One section of the survey focused on what business in South Africa is doing to ensure environmental sustainability. A list of several KPIs (Key Performance Indicators) around environmental sustainability was drawn up and respondents were asked to indicate whether any of the KPIs from the list provided ‘are or will be forming part of [your] supply chain measurement metrics within the next 12 months.’
The percentage of companies not considering the following environmental KPIs currently, or in the future included:
- Energy consumption from supply chain operations: 51.1%
- Carbon dioxide emissions from supply chain operations: 51.9%
- Water consumption from manufacturing operations: 46.2%
- Delivery time lost due to traffic congestion: 46.6%
- Employee safety and stock security compliance: 12.9%
- Infrastructure simplification – reduction of the physical footprint of the supply chain, such as warehouse space: 23%
- Reverse logistics – the reprocessing of materials, packaging or products that can be recycled or used: 34.6%
No measures in place, none planned
A total of 41.3% of the companies that took part in the survey did not have or plan to introduce metrics to measure their impact on the environment. This is startling considering the long publicised and growing concern about the environment globally.
Respondents were then grouped according to their level of complexity and capability (using the Complexity Masters Theorem developed by Deloitte in 2003). The Complexity Masters stood out against the total sample, with 88.6% of these companies having planned or already introduced metrics to measure their impact on the environment.
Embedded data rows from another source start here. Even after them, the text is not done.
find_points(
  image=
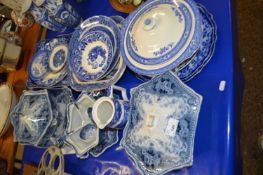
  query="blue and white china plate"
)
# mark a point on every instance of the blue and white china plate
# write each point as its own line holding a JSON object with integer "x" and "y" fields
{"x": 112, "y": 78}
{"x": 31, "y": 117}
{"x": 102, "y": 24}
{"x": 159, "y": 135}
{"x": 107, "y": 138}
{"x": 51, "y": 78}
{"x": 59, "y": 99}
{"x": 206, "y": 50}
{"x": 118, "y": 20}
{"x": 82, "y": 133}
{"x": 91, "y": 56}
{"x": 150, "y": 45}
{"x": 38, "y": 66}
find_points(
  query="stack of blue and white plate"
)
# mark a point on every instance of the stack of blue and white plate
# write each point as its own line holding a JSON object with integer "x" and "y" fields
{"x": 48, "y": 67}
{"x": 163, "y": 35}
{"x": 94, "y": 53}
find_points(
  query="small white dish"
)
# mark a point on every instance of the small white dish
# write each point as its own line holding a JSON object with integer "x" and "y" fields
{"x": 83, "y": 134}
{"x": 58, "y": 58}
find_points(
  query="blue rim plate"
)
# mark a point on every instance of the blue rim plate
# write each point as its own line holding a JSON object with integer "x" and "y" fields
{"x": 38, "y": 66}
{"x": 58, "y": 57}
{"x": 31, "y": 117}
{"x": 104, "y": 83}
{"x": 160, "y": 132}
{"x": 170, "y": 60}
{"x": 51, "y": 79}
{"x": 103, "y": 24}
{"x": 91, "y": 56}
{"x": 207, "y": 47}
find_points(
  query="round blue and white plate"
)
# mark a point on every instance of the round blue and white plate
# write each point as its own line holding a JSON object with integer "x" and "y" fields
{"x": 112, "y": 78}
{"x": 104, "y": 24}
{"x": 38, "y": 66}
{"x": 91, "y": 55}
{"x": 51, "y": 79}
{"x": 160, "y": 35}
{"x": 206, "y": 50}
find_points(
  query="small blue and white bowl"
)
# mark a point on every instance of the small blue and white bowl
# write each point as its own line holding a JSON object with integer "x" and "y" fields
{"x": 38, "y": 67}
{"x": 91, "y": 56}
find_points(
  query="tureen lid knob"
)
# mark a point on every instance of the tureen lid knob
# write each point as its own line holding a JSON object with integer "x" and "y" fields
{"x": 149, "y": 23}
This progressive behaviour could be partly driven by their global complexity and the fact that they are required to conform to certain standards in international markets. Perhaps the Complexity Masters are more sensitive to consumer expectations and know that legislation is bound to change in the short to medium term.
Measures of success, acceptance and ways of doing business are rapidly changing to incorporate sustainable practices, which are considered to become a major component of competitive advantage. The Complexity Masters in South Africa have made strides in adopting the necessary strategies, pre-empting an inevitable change in legislation. However over 40% of South African companies have not, and this does not bode well for their own sustainability.